Prior to enrolling at Briercrest, located in Caronport, Saskatchewan, Haugan had played in the Alberta Junior Hockey League before landing a scholarship south of the border where he played one season 1996-1997 with Northern Michigan University Wildcats. He would appear in six games with two goals and an assist recorded in the Western Collegiate Hockey Association.

Of the reason behind Haugan returning to Canada to continue his post-secondary education, Ramer surmised: "I believe in part, Darcy had lost some passion and purpose in the game and possibly in life. I think there were some key relationships in his life that encouraged him to consider Briercrest, both for the opportunity in the game but as much for him as a person.

"I believe he ultimately came to Briercrest out of obedience to where he felt God wanted him to be. He initially wrestled with not thinking he would be able to have as many opportunities in the game after Briercrest, if he came here."

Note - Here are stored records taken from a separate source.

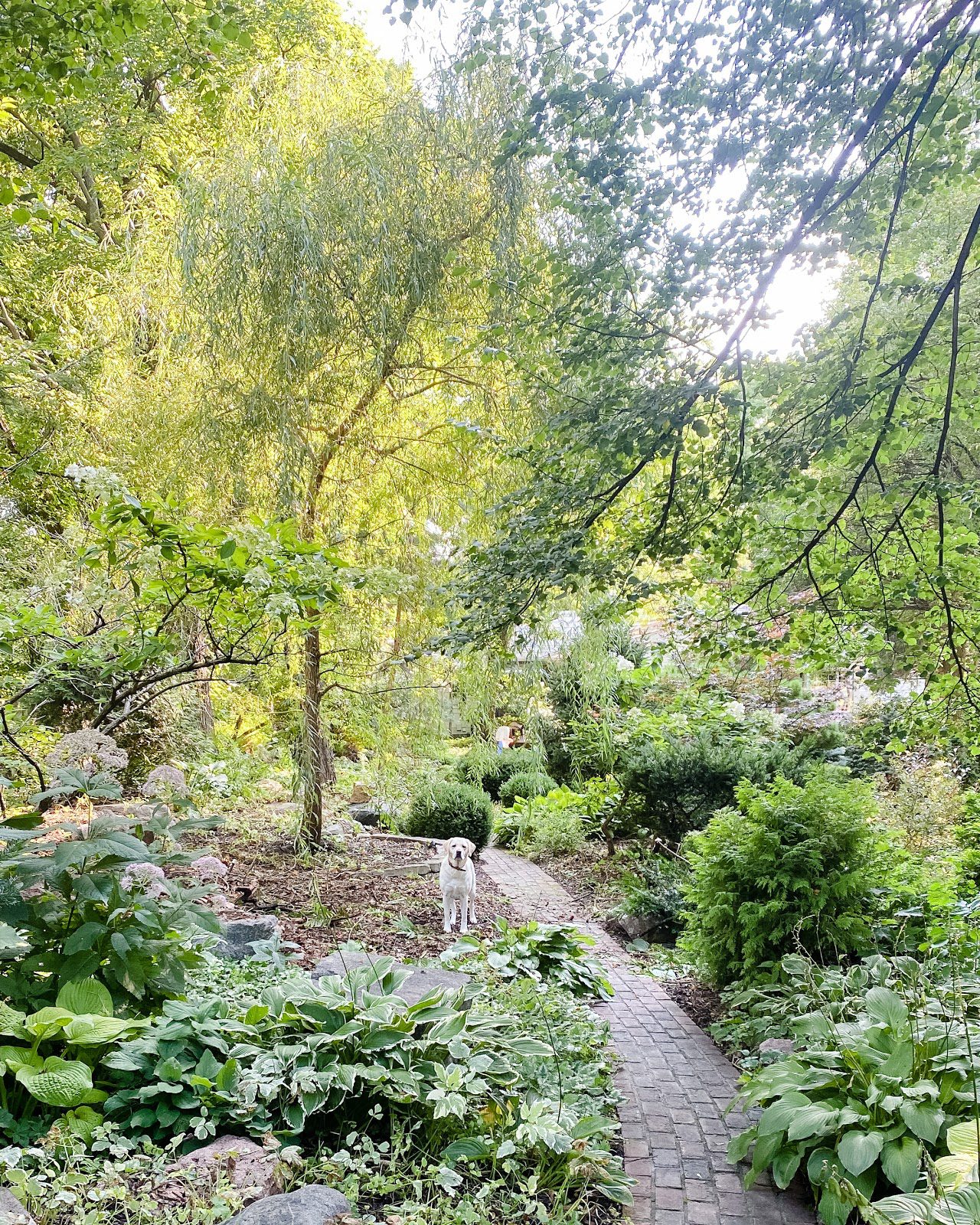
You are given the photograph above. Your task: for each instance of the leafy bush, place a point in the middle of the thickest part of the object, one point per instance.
(789, 867)
(526, 784)
(54, 1070)
(863, 1102)
(652, 891)
(488, 769)
(924, 805)
(554, 953)
(679, 783)
(103, 900)
(451, 810)
(316, 1060)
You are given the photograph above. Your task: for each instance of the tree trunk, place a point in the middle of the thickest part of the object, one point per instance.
(314, 749)
(205, 706)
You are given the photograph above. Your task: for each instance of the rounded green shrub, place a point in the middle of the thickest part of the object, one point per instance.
(528, 784)
(451, 810)
(792, 867)
(489, 769)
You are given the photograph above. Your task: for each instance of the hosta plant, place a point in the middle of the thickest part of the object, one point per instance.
(864, 1102)
(949, 1191)
(49, 1067)
(557, 953)
(102, 898)
(315, 1061)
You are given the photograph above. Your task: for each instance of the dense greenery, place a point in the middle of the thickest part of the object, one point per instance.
(451, 810)
(349, 416)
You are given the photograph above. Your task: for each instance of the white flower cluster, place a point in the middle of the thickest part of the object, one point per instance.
(102, 482)
(257, 580)
(146, 879)
(165, 783)
(281, 606)
(89, 750)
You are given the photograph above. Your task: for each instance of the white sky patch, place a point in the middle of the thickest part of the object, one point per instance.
(799, 297)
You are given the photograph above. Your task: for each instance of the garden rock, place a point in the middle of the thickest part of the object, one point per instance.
(636, 925)
(12, 1210)
(777, 1047)
(423, 979)
(309, 1206)
(238, 936)
(364, 814)
(249, 1168)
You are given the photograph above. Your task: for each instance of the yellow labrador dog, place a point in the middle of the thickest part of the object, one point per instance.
(457, 879)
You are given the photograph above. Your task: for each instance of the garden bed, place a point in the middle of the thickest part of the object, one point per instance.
(325, 900)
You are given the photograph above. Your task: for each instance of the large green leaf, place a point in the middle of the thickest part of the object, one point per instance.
(11, 1022)
(781, 1114)
(923, 1119)
(86, 996)
(900, 1161)
(47, 1022)
(93, 1031)
(58, 1082)
(887, 1008)
(859, 1151)
(814, 1120)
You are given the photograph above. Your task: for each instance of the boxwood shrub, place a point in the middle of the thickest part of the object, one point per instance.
(451, 810)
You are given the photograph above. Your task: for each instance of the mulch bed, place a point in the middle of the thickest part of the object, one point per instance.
(337, 896)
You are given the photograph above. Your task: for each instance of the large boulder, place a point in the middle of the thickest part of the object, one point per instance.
(247, 1165)
(309, 1206)
(422, 982)
(239, 935)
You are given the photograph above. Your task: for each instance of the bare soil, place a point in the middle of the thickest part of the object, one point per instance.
(340, 894)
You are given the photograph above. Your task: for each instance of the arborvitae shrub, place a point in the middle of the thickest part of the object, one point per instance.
(792, 867)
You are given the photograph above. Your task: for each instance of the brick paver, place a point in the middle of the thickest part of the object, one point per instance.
(674, 1081)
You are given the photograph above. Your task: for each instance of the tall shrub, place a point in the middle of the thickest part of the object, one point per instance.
(789, 867)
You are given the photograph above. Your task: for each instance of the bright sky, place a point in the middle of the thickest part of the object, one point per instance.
(798, 296)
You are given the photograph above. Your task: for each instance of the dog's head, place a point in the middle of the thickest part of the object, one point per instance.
(459, 851)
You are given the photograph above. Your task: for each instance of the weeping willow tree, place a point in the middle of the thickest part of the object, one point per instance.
(337, 255)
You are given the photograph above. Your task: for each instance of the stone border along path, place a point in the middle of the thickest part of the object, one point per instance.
(674, 1081)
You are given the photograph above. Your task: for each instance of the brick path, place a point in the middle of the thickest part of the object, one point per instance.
(674, 1081)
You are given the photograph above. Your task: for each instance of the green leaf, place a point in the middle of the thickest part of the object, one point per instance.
(887, 1008)
(86, 996)
(923, 1119)
(900, 1161)
(858, 1149)
(814, 1120)
(58, 1082)
(786, 1164)
(469, 1147)
(781, 1114)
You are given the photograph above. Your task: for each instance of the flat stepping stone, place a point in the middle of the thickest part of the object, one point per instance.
(674, 1081)
(422, 982)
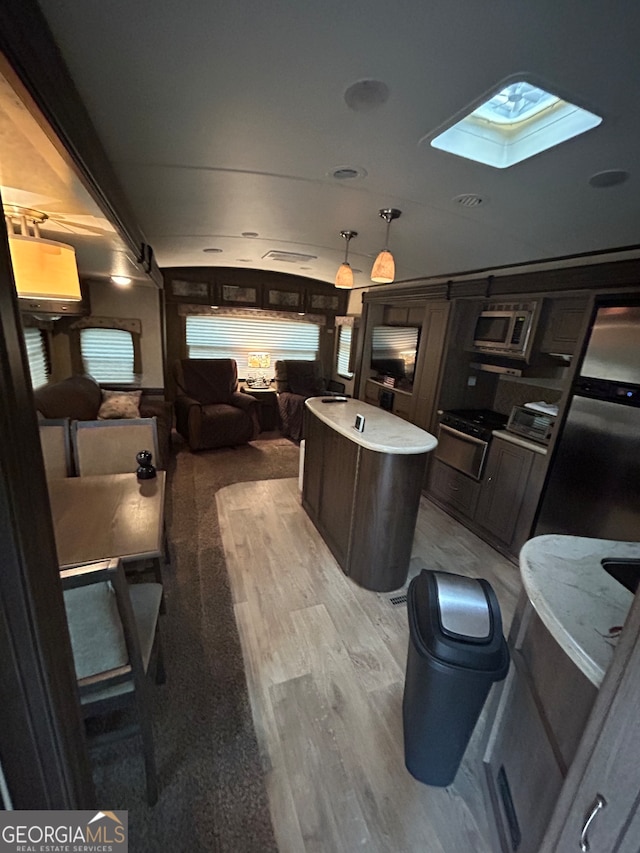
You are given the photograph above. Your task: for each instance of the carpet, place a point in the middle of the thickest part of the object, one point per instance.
(212, 794)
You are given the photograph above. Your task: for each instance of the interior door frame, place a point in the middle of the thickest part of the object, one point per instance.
(43, 750)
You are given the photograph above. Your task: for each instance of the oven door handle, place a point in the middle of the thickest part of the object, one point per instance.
(463, 435)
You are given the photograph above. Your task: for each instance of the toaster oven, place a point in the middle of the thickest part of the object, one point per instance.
(531, 423)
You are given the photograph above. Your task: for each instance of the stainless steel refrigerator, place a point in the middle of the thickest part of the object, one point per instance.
(593, 484)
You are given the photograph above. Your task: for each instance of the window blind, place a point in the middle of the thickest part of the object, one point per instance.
(236, 337)
(344, 351)
(107, 355)
(37, 357)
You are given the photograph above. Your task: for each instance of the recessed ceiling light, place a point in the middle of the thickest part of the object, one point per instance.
(366, 95)
(348, 173)
(468, 200)
(516, 121)
(609, 178)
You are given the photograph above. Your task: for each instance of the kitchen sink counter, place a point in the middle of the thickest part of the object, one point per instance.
(580, 604)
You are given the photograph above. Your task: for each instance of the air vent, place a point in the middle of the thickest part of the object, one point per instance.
(468, 200)
(348, 173)
(289, 257)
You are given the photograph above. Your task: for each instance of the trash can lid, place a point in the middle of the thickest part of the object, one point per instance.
(456, 620)
(463, 608)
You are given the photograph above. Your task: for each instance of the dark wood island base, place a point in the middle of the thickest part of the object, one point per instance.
(362, 490)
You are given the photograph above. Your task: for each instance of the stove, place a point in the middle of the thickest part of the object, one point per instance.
(476, 422)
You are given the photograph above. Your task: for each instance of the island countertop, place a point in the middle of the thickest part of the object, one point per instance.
(383, 432)
(576, 599)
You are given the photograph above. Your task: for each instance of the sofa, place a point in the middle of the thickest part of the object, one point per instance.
(80, 398)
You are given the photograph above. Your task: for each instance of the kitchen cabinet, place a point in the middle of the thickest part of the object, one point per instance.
(453, 488)
(563, 320)
(539, 721)
(501, 507)
(396, 315)
(505, 482)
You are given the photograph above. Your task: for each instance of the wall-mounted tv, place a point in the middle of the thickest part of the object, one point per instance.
(393, 352)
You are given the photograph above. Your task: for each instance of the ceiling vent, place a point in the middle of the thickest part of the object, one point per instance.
(468, 200)
(289, 257)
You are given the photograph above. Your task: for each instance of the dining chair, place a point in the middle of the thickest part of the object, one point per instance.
(110, 447)
(55, 440)
(113, 627)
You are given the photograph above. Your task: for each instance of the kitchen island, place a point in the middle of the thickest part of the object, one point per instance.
(562, 641)
(362, 489)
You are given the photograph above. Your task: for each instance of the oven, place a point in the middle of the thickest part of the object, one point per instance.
(464, 436)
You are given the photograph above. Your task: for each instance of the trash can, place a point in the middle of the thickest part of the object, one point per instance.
(456, 652)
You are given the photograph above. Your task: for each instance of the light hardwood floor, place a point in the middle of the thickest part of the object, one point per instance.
(325, 665)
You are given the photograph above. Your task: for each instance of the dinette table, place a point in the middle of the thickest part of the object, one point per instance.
(108, 515)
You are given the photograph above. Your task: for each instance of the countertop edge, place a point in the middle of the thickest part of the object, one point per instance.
(577, 601)
(406, 439)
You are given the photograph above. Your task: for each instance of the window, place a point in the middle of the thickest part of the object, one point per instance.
(236, 337)
(107, 355)
(345, 336)
(37, 356)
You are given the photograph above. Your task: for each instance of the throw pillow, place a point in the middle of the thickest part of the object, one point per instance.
(119, 404)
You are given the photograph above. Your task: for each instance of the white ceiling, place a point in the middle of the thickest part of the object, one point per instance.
(229, 117)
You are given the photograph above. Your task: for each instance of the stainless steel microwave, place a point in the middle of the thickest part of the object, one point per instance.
(505, 328)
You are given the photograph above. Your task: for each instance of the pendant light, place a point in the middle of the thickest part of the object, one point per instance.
(344, 276)
(384, 269)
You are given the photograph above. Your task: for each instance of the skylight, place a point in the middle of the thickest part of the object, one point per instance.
(516, 122)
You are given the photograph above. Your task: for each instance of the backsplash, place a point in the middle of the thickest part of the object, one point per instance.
(510, 394)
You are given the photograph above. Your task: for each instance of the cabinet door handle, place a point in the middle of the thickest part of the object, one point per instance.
(599, 803)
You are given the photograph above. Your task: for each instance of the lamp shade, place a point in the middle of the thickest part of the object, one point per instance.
(384, 268)
(44, 269)
(259, 360)
(344, 276)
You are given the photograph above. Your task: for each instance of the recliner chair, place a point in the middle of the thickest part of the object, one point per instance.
(210, 411)
(296, 380)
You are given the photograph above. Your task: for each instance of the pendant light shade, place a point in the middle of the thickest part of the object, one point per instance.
(384, 269)
(344, 276)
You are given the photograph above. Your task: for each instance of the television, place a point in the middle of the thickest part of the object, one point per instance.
(393, 352)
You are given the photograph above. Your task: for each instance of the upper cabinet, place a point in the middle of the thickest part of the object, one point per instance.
(253, 289)
(563, 321)
(396, 315)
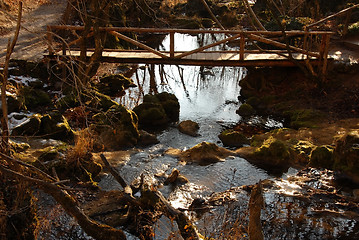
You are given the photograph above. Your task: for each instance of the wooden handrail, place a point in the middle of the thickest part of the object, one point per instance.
(268, 37)
(190, 31)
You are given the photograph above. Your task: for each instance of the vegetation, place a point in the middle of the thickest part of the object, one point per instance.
(76, 105)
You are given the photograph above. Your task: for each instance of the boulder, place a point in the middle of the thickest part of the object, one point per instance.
(147, 139)
(33, 98)
(55, 126)
(117, 128)
(322, 157)
(157, 111)
(232, 138)
(52, 125)
(245, 110)
(28, 128)
(189, 127)
(346, 155)
(114, 85)
(176, 178)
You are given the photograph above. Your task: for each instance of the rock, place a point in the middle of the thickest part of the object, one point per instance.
(304, 118)
(157, 111)
(116, 128)
(273, 155)
(151, 115)
(49, 155)
(203, 153)
(176, 178)
(189, 127)
(13, 104)
(47, 126)
(346, 155)
(147, 139)
(245, 110)
(114, 85)
(28, 128)
(231, 138)
(322, 157)
(34, 98)
(302, 150)
(19, 146)
(55, 126)
(170, 104)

Ramer said that Haugan had spoken this past February at the Briercrest College's graduating student/athlete's dinner.

"He shared about how many doors opened for him including playing in Sweden, to being prepared to step into coaching roles. He encouraged our team to seek to 'obey God' and the rest of stuff will take care of itself."

Haugan, born September 27, 1975, is survived by his wife Christina, sons Carson and Jackson.

Ramer concluded in saying: "This hit home for many of us – as a school, athletic department and certainly with our alumni. Discussions are being had as to what would be appropriate to do that would be honoring to person and legacy of Darcy."

A GoFund Me page for the Humboldt Broncos has raised nearly $14 million as of this writing.